How and where should you curate content if you want that to be an effective part of your online presence?
At your website
Since other people’s stuff on your website is not good for SEO, there’s no benefit to having it at your website. Posting other people’s articles can get you in big trouble for duplicate content, in fact. Not to mention plagiarism.
If you want to use your website to curate content, there are a few good ways to do it:
- Post videos and infographics. You can embed other people’s videos and write original text about them at your website without any appearance of duplicate content. Make sure that you’re embedding content people are willing to allow you to use, of course.
- Embed a news feed. We’ve built several sites with this feature. You can bring an appropriate news feed into your website without creating duplicate content. Choose well so visitors will feel that this feed adds value to your website.

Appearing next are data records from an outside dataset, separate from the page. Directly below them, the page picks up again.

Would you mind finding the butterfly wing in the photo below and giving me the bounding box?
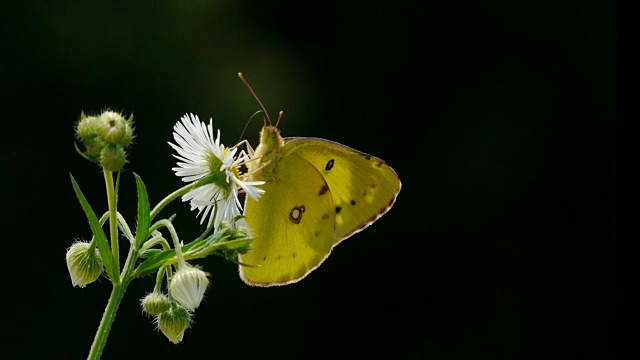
[240,138,401,286]
[239,153,336,286]
[284,138,401,244]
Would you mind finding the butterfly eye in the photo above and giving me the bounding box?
[324,159,333,171]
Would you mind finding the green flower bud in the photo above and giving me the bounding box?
[67,242,104,287]
[100,145,127,172]
[76,112,98,142]
[156,303,191,344]
[169,265,209,311]
[140,291,171,315]
[98,110,133,146]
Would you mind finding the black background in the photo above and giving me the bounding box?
[0,1,618,359]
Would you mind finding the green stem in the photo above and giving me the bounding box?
[87,284,128,360]
[104,170,120,274]
[88,235,138,359]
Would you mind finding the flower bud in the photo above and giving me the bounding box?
[169,265,209,311]
[98,110,133,146]
[76,112,98,142]
[67,242,104,287]
[156,303,191,344]
[140,291,171,315]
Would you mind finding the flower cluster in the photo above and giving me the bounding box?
[66,110,264,348]
[169,114,264,229]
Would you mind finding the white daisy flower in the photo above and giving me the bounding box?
[169,114,264,229]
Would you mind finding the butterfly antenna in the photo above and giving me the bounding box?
[276,110,284,129]
[238,72,271,125]
[238,110,263,142]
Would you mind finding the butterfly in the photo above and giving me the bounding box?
[238,73,401,286]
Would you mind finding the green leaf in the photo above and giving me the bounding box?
[69,174,119,281]
[133,173,151,249]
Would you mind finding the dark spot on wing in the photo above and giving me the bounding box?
[289,205,306,224]
[324,159,334,171]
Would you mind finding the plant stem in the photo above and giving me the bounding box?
[104,170,120,274]
[87,282,128,360]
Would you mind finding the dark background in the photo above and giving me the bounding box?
[0,1,618,359]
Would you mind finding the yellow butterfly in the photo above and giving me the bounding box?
[238,73,401,286]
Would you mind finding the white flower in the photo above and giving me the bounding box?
[169,265,209,311]
[169,114,264,228]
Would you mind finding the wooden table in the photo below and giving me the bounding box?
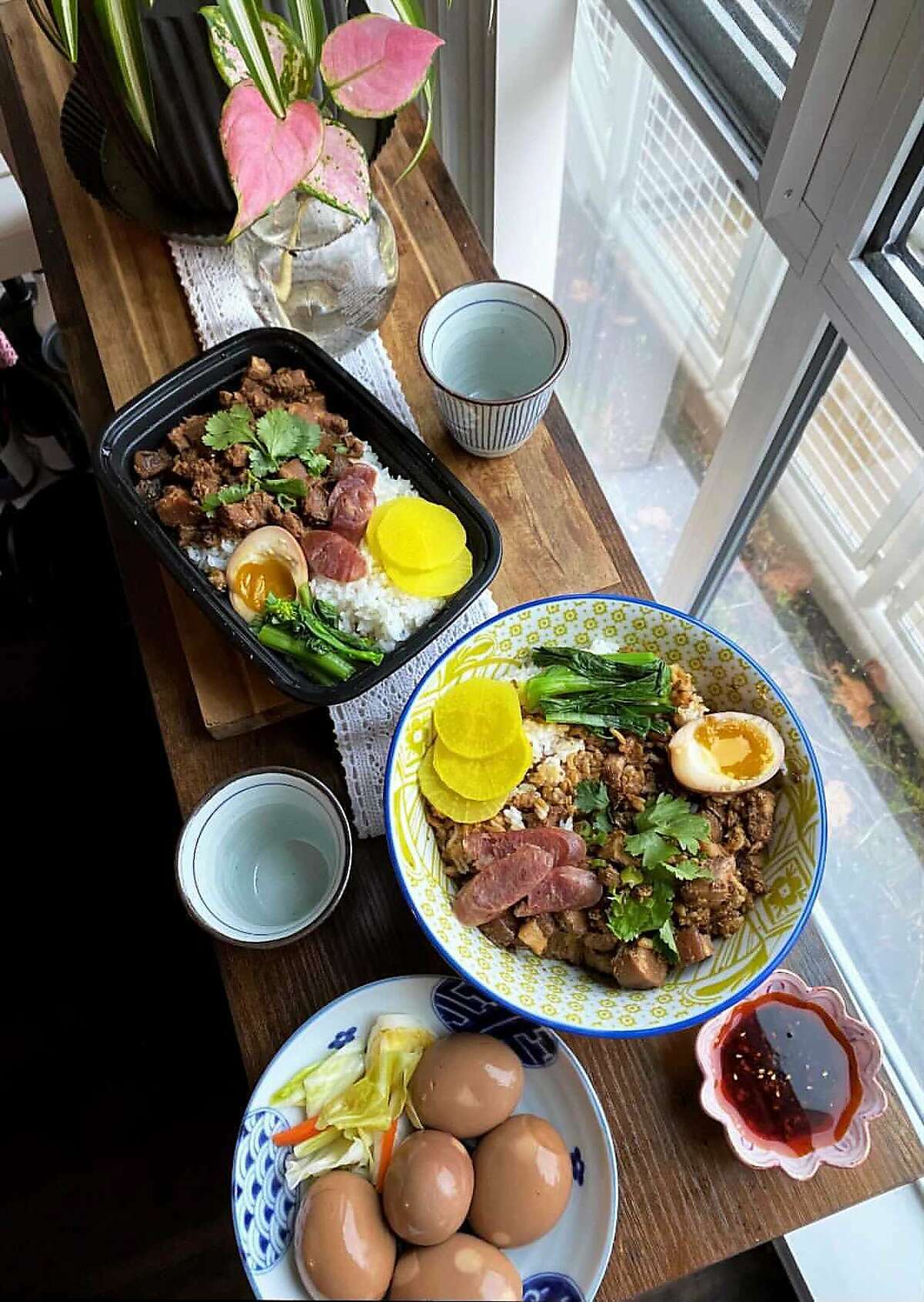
[0,0,924,1302]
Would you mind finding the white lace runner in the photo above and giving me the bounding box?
[170,240,497,837]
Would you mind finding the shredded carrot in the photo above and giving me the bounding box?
[375,1117,398,1193]
[273,1117,317,1149]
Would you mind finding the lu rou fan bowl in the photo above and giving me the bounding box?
[385,595,828,1038]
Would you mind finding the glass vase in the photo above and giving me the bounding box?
[234,191,398,357]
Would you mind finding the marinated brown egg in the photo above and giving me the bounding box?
[388,1234,523,1302]
[225,525,309,624]
[381,1130,475,1246]
[294,1170,396,1300]
[468,1112,571,1247]
[668,710,785,794]
[410,1034,523,1139]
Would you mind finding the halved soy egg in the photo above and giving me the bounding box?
[669,710,785,796]
[225,525,309,624]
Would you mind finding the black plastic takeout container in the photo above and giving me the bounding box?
[94,330,501,706]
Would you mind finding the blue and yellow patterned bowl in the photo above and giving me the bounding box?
[385,595,828,1039]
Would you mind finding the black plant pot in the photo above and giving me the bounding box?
[55,0,394,240]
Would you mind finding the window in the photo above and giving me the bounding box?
[556,0,785,592]
[704,353,924,1106]
[494,0,924,1119]
[632,0,808,159]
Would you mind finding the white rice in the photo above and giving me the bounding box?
[183,538,237,574]
[311,448,445,651]
[185,448,445,651]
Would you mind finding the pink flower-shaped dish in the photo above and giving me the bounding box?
[696,968,888,1180]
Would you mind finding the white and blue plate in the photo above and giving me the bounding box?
[232,977,618,1302]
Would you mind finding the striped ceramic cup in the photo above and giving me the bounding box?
[418,280,570,457]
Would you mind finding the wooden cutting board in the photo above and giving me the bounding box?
[159,112,638,737]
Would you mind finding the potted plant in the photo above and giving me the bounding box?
[35,0,441,237]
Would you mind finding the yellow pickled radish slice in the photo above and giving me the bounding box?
[375,498,464,570]
[434,678,523,759]
[366,498,401,561]
[385,547,473,596]
[418,746,506,823]
[434,733,532,800]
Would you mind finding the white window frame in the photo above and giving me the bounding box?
[494,0,924,608]
[494,0,924,1107]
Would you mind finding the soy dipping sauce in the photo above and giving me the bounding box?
[720,993,862,1157]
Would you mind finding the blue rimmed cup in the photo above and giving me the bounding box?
[418,280,571,457]
[176,768,353,949]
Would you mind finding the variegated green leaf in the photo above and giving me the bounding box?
[392,0,437,181]
[219,0,286,119]
[199,4,313,104]
[398,69,435,181]
[51,0,78,64]
[94,0,155,149]
[289,0,326,81]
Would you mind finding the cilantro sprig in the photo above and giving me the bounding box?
[607,881,674,940]
[574,777,613,845]
[626,792,709,876]
[202,402,330,478]
[607,792,712,964]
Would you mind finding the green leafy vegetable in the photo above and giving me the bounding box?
[202,402,254,451]
[607,881,674,940]
[256,408,326,466]
[575,777,613,845]
[626,792,709,876]
[574,777,609,814]
[661,859,712,881]
[260,479,309,505]
[202,481,254,515]
[521,647,673,737]
[202,402,330,482]
[654,918,681,964]
[256,580,384,683]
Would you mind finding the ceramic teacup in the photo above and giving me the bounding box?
[176,768,353,947]
[418,280,570,457]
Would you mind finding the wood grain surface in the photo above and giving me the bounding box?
[0,0,924,1302]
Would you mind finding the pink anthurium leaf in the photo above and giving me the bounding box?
[219,81,324,241]
[300,122,371,221]
[320,13,444,117]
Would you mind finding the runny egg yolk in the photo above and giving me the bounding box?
[695,716,775,781]
[234,556,296,612]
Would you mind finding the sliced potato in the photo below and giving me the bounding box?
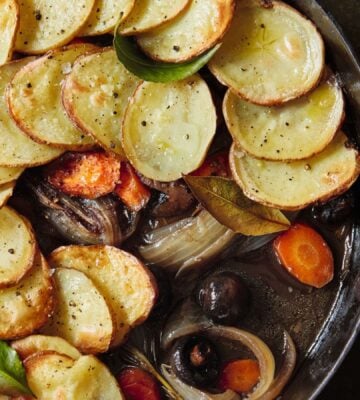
[0,206,36,288]
[7,44,96,150]
[209,0,324,105]
[119,0,191,35]
[42,268,114,353]
[0,252,54,340]
[80,0,135,36]
[15,0,95,54]
[0,57,62,167]
[230,133,359,210]
[0,0,19,65]
[11,335,81,360]
[223,72,344,160]
[137,0,235,63]
[49,246,157,346]
[122,75,216,182]
[24,352,123,400]
[62,48,140,157]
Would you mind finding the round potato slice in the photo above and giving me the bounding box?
[119,0,191,35]
[0,0,19,65]
[49,246,157,346]
[15,0,95,54]
[0,57,62,167]
[230,132,359,210]
[7,44,96,150]
[122,75,216,182]
[137,0,235,63]
[223,72,344,160]
[209,0,324,105]
[0,207,36,288]
[42,268,114,353]
[80,0,135,36]
[0,252,54,340]
[11,335,81,360]
[62,48,140,157]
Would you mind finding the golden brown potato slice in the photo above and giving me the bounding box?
[122,75,216,182]
[230,132,359,210]
[7,44,96,150]
[42,268,114,353]
[11,335,81,360]
[209,0,324,105]
[0,206,36,288]
[15,0,95,54]
[0,252,54,340]
[49,246,157,346]
[24,352,123,400]
[62,48,140,157]
[119,0,191,35]
[223,72,344,160]
[80,0,135,36]
[0,57,62,167]
[0,0,19,65]
[137,0,235,63]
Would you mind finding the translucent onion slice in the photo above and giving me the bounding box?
[209,0,324,105]
[139,210,236,274]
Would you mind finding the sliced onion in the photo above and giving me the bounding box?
[258,331,296,400]
[139,210,236,273]
[205,325,275,400]
[161,364,240,400]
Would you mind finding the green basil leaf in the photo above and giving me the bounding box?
[0,340,32,396]
[114,31,220,82]
[184,176,290,236]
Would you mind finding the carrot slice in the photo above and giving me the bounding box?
[219,360,260,393]
[274,223,334,288]
[45,151,120,199]
[114,163,151,211]
[118,368,161,400]
[191,151,231,178]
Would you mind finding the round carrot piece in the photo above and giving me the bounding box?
[219,360,260,393]
[274,223,334,288]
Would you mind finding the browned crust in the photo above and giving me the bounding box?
[229,143,360,211]
[208,0,325,106]
[136,0,236,63]
[120,0,192,36]
[0,208,37,289]
[5,43,97,151]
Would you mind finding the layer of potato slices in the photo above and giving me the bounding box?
[137,0,235,63]
[230,132,359,210]
[0,57,62,167]
[11,335,81,360]
[223,72,344,160]
[15,0,95,54]
[0,252,54,340]
[62,48,140,157]
[122,75,216,182]
[0,207,36,288]
[7,44,96,150]
[119,0,191,35]
[209,0,324,105]
[24,352,123,400]
[41,265,114,354]
[49,246,157,346]
[80,0,135,36]
[0,0,19,65]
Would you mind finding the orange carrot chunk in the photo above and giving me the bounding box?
[274,223,334,288]
[219,360,260,393]
[46,151,120,199]
[114,163,151,211]
[191,151,231,178]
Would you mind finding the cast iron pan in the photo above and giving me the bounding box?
[282,0,360,400]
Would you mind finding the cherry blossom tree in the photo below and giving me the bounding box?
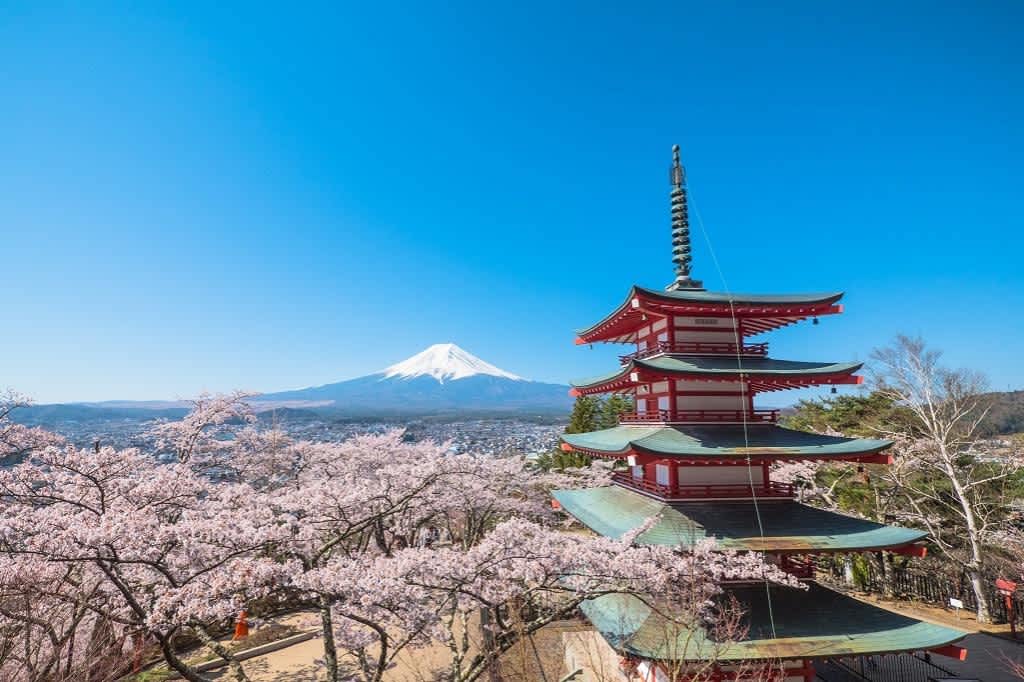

- Embed your Twitter feed. See the discussion below on how to curate content in your social media, and then bring it in to your website.
In social media
If you produce enough fresh original content to post links only to your own new stuff several times a day, that’s fine. Add conversation and participation in discussions taking place in the community and you have effective participation with all original content. Google+ in particular will reward you for posting original content in addition to links to your site, but this is also beneficial at Facebook and LinkedIn.
If you don’t have the resources to accomplish this, social media platforms are great places to curate content. People go to Facebook to hang out with friends and family, but many people use Twitter and LinkedIn primarily as a quick way to keep up with industry news. Pinterest is a source of inspiration for consumers and professionals, and many people use it specifically for shopping ideas. YouTube does a little of all those things. Effective content curation on any of these platforms can give you presence as a thought leader.
Link to good content and make effective comments or provide handy summaries or evaluations. Do it on a regular basis. That’s all it takes.
On content curation platforms
There are plenty of places online that are designed specifically for content curation. Spoke and RebelMouse are my current favorites, but we’ve also used Storify.com and Paper.li, and you can find a nice long list at YouBrand.
The example at the top is a Rebel Mouse page we built for the Natural Fruit Corporation. We fed their Twitter and Pinterest accounts to it, as well as posting from their blog and product pages. This page provides an attractive way for the company’s target markets to browse through tips and ideas, some of which are at NFC’s website and some of which are elsewhere.
The result is a feeling that NFC is a good source of information the visitors care about. Visitors who feel that NFC is an expert, reliable source for information about things like gluten-free snacks or low-calorie desserts, as well as trends in kids’ nutrition and food activism will notice their products on the shelf and feel good about buying them.